Twin Pricks - This Might Be The Last Time You'll Ever Hear From Us

J'ai toujours eu une sorte de fascination musicale pour les deux membres de Twin Pricks. D'abord, Geoffrey Lolli a réalisé avec ses petites mains un disque sublime et top méconnu, cette bombe de Notre Cité Jazz avec son projet solo All It Feels... 101. Puis, il a Florian Schall, véritable icône du hardcore français, qui a officié dans le groupe punk/melo/emo Short Supply ou dans le screamo Hyacinth. Ensemble, ils ont officié dans ce groupe étrange - mais tellement envoûtant - à mi-chemin entre le hardcore et l'indie rock Meny Hellkin. Mais, surtout, ils viennent tous les deux du groupe mythique Dead For A Minute, le meilleur groupe de hardcore chaotique français qu'on ait connu. Après ce nombre plus qu'incroyable d'adjectif élogieux, il est facile de voir la fascination que j'évoquais plus haut. Du coup, c'était avec un fort intérêt que je me suis intéressé à ce projet atypique sur le CV musical des deux messins.

Sympathique, c'est comme ça que l'on pourrait présenter Twin Pricks. C'est proche de la pop de Grandaddy ou de celle de Belle And Sebastian. Ça tape dans l'emo de Get Up Kids. Ça cotoie aussi la folk. Le tout est cohérent mais avec une impression de patchwork musical.

Depuis l'âge de 15 ans, les deux compères baignent dans des univers sombres et violents, celui où les ados rebellent aiment se réfugier sous prétexte de maturité. Arrivés à celle-ci, ils font le contraire: une musique légère, douce, sucrée presque naïve. Comme un plaisir adulescent. Avec leurs voix d'ados pré-pubères près à conquérir des minettes avec leur guitare acoustique autour d'un feu de camp. Mais ne serait-ce preuve de maturité que de renoncer à la noirceur si attirante et, surtout, si facile du hardcore ou du metal ? Je ne sais pas. Mais les deux premiers EP du groupe proposaient un petit voyage sympathique et, quelque part, dépaysant.

Et c'est dans cette optique que je me suis mis à écouter le premier album du groupe, This Might Be The Last Time You'll Ever Hear From Us. Mais la naïveté est quelque peu partie. En effet, les deux compères sont accompagnés sur le disque par des musiciens enrobant les petites compos en véritables morceaux plus travaillés avec un travail de studio derrière. Exit donc l'impression du groupe en tête-à-tête a enregistré dans le salon. En même temps, c'est ce que l'on attendait : un vrai disque d'indie rock. Pour le constater, il suffit d'écouter la version de "How To Fall In Love" déjà présent sur l'un des deux EP (je préfère cette dernière version à vrai dire).
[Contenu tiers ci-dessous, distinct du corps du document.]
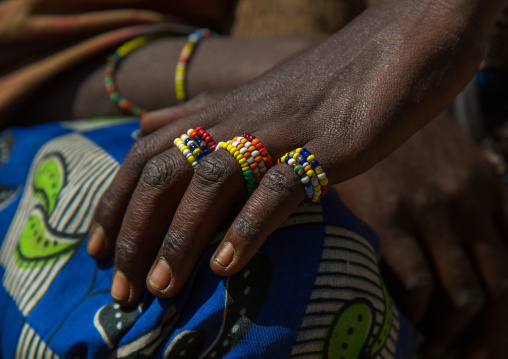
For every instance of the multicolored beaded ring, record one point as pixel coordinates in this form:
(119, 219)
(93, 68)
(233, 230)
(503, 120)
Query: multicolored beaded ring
(183, 60)
(131, 45)
(310, 171)
(193, 146)
(242, 161)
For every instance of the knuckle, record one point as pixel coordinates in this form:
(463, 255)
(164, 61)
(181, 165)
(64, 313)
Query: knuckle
(212, 171)
(280, 179)
(157, 172)
(138, 153)
(248, 227)
(175, 243)
(127, 250)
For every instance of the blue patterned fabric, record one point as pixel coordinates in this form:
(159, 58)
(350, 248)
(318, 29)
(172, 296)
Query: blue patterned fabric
(312, 291)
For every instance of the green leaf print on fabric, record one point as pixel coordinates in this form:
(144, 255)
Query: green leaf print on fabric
(48, 181)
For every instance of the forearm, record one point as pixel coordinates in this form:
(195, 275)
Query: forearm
(382, 77)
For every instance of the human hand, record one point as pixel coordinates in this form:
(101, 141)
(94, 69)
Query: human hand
(437, 207)
(344, 111)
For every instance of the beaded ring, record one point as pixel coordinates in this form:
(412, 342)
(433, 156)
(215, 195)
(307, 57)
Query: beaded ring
(114, 60)
(242, 161)
(183, 60)
(258, 163)
(310, 171)
(193, 146)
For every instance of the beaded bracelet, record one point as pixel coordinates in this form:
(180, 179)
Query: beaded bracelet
(114, 60)
(310, 171)
(183, 60)
(255, 154)
(267, 159)
(242, 161)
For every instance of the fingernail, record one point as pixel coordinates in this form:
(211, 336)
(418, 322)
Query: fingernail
(120, 289)
(161, 275)
(225, 255)
(95, 242)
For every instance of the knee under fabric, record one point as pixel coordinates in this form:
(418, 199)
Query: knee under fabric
(312, 291)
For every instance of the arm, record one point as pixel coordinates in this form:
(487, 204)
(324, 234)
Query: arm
(351, 101)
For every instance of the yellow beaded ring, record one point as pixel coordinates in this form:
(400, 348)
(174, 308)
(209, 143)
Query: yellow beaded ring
(242, 161)
(310, 171)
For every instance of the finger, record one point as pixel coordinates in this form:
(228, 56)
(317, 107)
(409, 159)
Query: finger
(407, 272)
(461, 295)
(110, 211)
(491, 256)
(154, 120)
(216, 187)
(279, 193)
(501, 215)
(154, 201)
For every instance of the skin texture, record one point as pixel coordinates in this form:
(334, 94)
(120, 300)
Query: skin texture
(219, 63)
(435, 204)
(339, 96)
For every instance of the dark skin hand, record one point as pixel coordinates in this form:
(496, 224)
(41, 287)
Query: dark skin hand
(335, 99)
(435, 204)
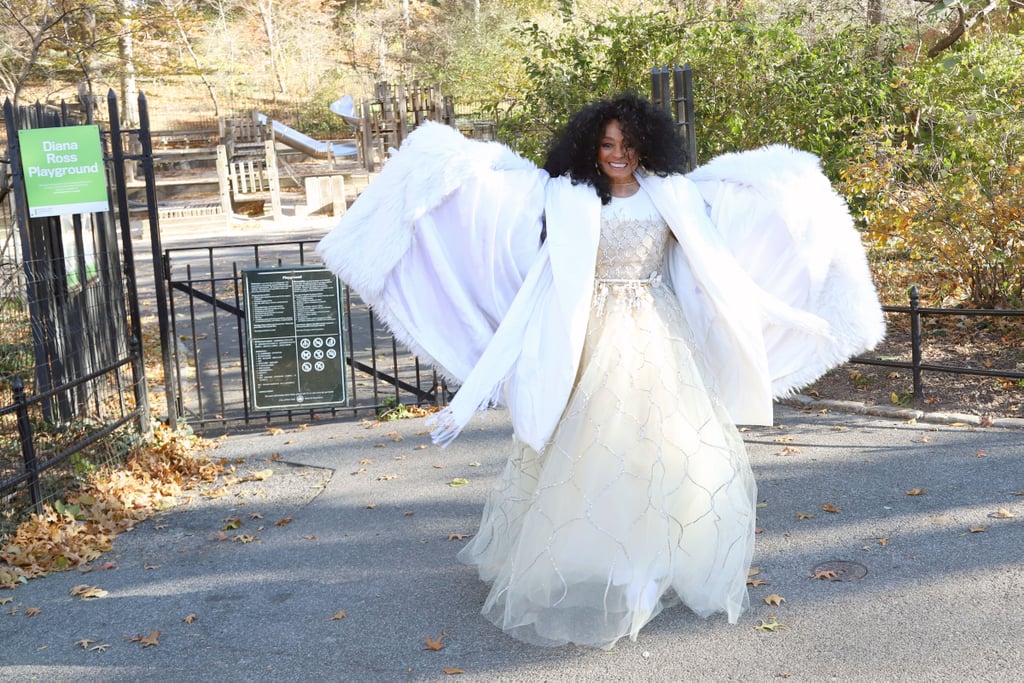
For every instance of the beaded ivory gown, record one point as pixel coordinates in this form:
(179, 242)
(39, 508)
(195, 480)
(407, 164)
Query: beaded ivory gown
(644, 496)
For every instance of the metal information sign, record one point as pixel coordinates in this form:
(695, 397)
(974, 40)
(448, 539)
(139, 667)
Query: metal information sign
(64, 170)
(294, 319)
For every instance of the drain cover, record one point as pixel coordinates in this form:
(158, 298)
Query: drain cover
(844, 569)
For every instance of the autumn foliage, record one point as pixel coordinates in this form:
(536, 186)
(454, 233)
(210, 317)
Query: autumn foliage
(938, 185)
(76, 531)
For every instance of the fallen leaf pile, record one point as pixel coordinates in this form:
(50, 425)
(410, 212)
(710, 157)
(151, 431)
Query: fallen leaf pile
(74, 532)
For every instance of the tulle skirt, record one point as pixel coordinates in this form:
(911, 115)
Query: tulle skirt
(643, 499)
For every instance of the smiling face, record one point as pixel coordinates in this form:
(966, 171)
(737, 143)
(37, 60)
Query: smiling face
(614, 158)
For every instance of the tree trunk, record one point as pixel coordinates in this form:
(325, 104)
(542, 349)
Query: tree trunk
(126, 52)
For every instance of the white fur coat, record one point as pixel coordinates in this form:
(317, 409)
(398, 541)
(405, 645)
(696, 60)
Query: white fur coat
(444, 246)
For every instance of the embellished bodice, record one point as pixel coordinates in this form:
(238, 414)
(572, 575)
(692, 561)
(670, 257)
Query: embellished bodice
(633, 240)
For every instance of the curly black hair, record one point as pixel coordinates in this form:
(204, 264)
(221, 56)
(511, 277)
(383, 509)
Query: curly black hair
(649, 130)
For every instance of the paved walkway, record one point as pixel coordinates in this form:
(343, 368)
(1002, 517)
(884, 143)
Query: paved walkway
(361, 519)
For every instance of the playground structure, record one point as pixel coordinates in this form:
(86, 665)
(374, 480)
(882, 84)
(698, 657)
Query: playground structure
(259, 160)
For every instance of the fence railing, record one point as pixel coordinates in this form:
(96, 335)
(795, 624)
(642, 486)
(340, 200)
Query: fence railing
(916, 365)
(113, 409)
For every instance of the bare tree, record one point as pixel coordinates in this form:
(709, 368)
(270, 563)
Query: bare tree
(28, 28)
(963, 16)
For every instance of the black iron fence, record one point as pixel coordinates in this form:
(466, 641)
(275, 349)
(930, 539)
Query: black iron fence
(918, 366)
(70, 353)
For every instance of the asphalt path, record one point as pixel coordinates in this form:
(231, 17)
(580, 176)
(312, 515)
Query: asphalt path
(342, 562)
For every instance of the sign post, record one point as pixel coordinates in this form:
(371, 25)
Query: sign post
(295, 324)
(64, 170)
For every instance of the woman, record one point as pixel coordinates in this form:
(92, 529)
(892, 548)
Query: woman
(626, 344)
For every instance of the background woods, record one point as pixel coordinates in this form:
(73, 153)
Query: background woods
(914, 105)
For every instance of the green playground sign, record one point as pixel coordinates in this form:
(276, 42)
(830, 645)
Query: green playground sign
(64, 170)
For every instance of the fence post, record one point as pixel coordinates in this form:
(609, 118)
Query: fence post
(915, 342)
(28, 446)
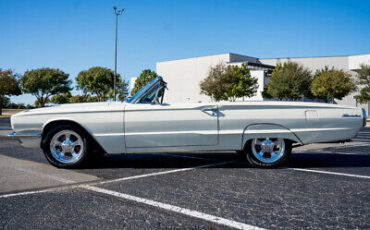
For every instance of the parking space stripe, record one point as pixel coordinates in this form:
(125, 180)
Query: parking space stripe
(330, 173)
(26, 193)
(109, 181)
(176, 209)
(164, 172)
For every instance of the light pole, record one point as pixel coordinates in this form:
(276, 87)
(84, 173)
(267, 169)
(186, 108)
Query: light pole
(117, 13)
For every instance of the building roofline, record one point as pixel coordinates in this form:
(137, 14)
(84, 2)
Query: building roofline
(229, 53)
(318, 56)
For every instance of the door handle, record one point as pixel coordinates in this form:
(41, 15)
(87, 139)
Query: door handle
(213, 109)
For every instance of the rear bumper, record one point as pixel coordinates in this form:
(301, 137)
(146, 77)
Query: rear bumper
(28, 140)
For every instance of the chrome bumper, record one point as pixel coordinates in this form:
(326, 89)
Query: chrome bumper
(28, 140)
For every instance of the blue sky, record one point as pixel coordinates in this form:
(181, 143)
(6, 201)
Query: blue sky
(76, 35)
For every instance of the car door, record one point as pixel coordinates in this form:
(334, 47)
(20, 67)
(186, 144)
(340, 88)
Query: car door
(163, 125)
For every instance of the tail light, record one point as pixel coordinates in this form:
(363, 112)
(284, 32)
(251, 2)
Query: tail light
(364, 117)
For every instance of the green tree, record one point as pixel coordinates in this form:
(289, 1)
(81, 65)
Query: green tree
(245, 85)
(8, 86)
(219, 82)
(61, 98)
(289, 81)
(41, 103)
(363, 79)
(121, 90)
(44, 83)
(145, 77)
(78, 99)
(98, 82)
(332, 84)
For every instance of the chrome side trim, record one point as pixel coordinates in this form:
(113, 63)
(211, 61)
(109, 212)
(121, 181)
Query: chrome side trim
(13, 134)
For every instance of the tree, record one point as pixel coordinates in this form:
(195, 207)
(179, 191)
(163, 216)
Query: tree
(8, 86)
(219, 82)
(121, 90)
(41, 103)
(61, 98)
(245, 85)
(44, 83)
(289, 81)
(78, 99)
(363, 78)
(98, 81)
(145, 77)
(332, 84)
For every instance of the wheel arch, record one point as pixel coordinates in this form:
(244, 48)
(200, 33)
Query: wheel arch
(261, 130)
(53, 123)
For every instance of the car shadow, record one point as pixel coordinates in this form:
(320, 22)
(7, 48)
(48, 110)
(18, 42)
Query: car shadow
(186, 160)
(328, 160)
(178, 160)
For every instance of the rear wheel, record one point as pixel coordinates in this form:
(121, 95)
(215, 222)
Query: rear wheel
(267, 152)
(66, 146)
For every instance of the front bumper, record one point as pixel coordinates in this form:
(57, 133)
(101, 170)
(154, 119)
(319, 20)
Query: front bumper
(28, 140)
On a ici le droit à un bon petit disque d'indie-rock qui, je suis sûr, reviendra régulièrement sur les platines. Les compositions sont travaillées et efficaces. Le mélange des genres est moins flagrant donnant une image plus cohérente aux compositions du groupe. Twin Pricks a trouvé son son, sa manière de composer et de nous proposer sa pop sucrée/salée. Ainsi, très vite au fil de l'écoute, le disque nous propose des titres très forts comme le très Antelope "Bullseye", "Dying To Live" ou encore l'ultime "Rollercoast The Holocaust".

Pourtant, il y a une impression d'écouter deux facettes du groupe, la face A est moins pesante, plus mélancolique et innocente laissant plus la place aux guitares plus qu'aux sons de clavier. Comme si la Face A représentait l'un des membres du groupe et, sur la B, l'autre s'y exprimait. Mais vu la cohérence globale, il semblerait que le terme "Twin" du nom du groupe ne soit pas qu'un simple clin d’œil à la série de David Lynch mais pourrait bel et bien définir le lien artistique entre Flo et Geo.
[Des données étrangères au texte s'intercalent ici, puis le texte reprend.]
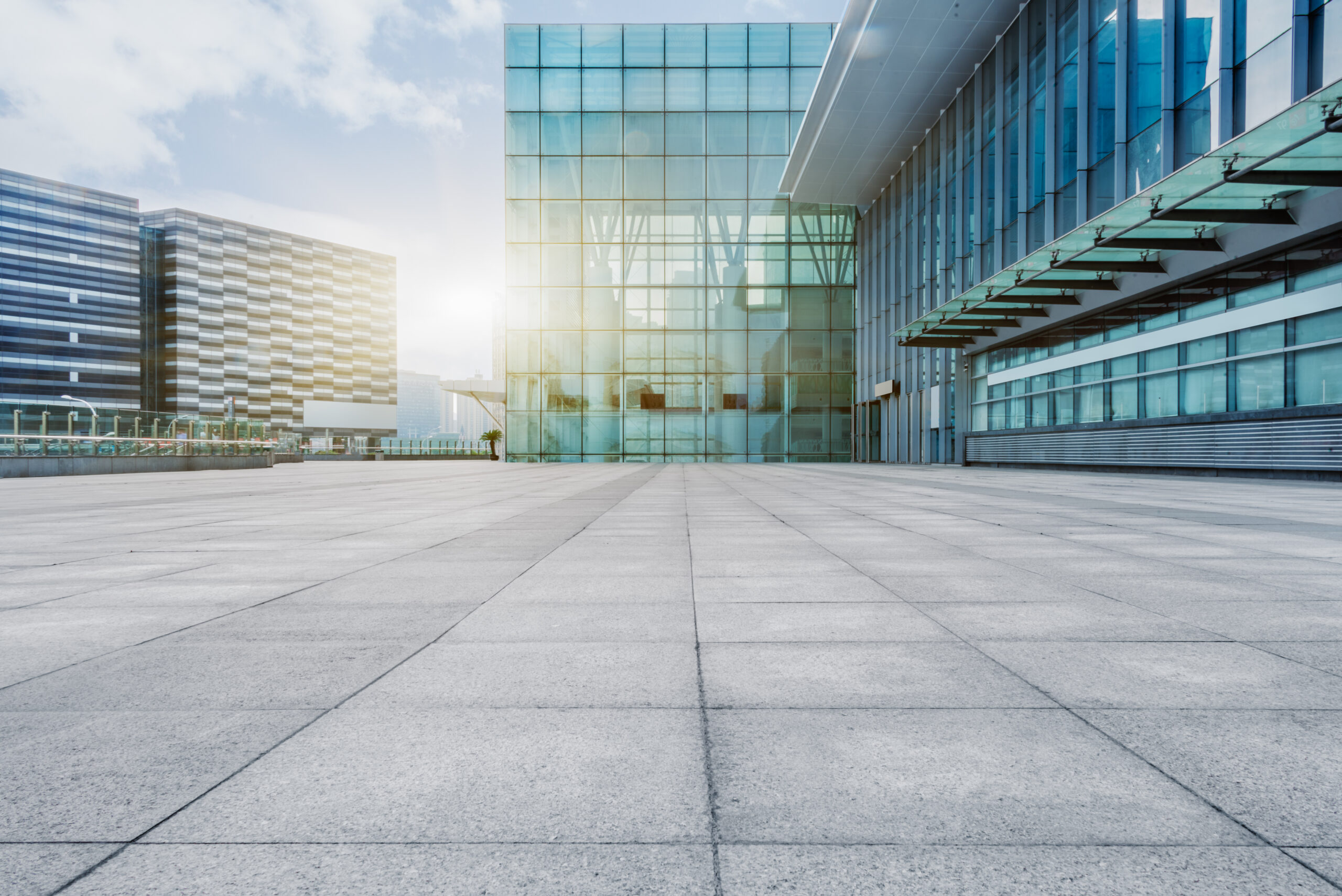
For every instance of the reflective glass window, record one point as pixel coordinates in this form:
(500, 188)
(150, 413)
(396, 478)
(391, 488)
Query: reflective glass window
(727, 89)
(561, 46)
(727, 45)
(685, 46)
(521, 46)
(561, 89)
(643, 45)
(686, 89)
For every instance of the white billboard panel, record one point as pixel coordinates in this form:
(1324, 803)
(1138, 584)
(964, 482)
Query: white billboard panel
(348, 415)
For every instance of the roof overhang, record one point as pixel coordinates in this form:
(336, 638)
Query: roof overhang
(893, 69)
(1246, 181)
Petite ombre au tableau : c'est plus du côté matériel. Le 12" sorti chez Specific Records (le label de Flo) est un gatefold mais très souple. Alors, ce n'est pas grave en soit mais ça fait quelque peu fragile et j'ai peur de l'abîmer. Ce qui risque à terme de me freiner à sortir le vinyle de sa pochette. C'est mon côté matérialiste qui parle, c'est vrai.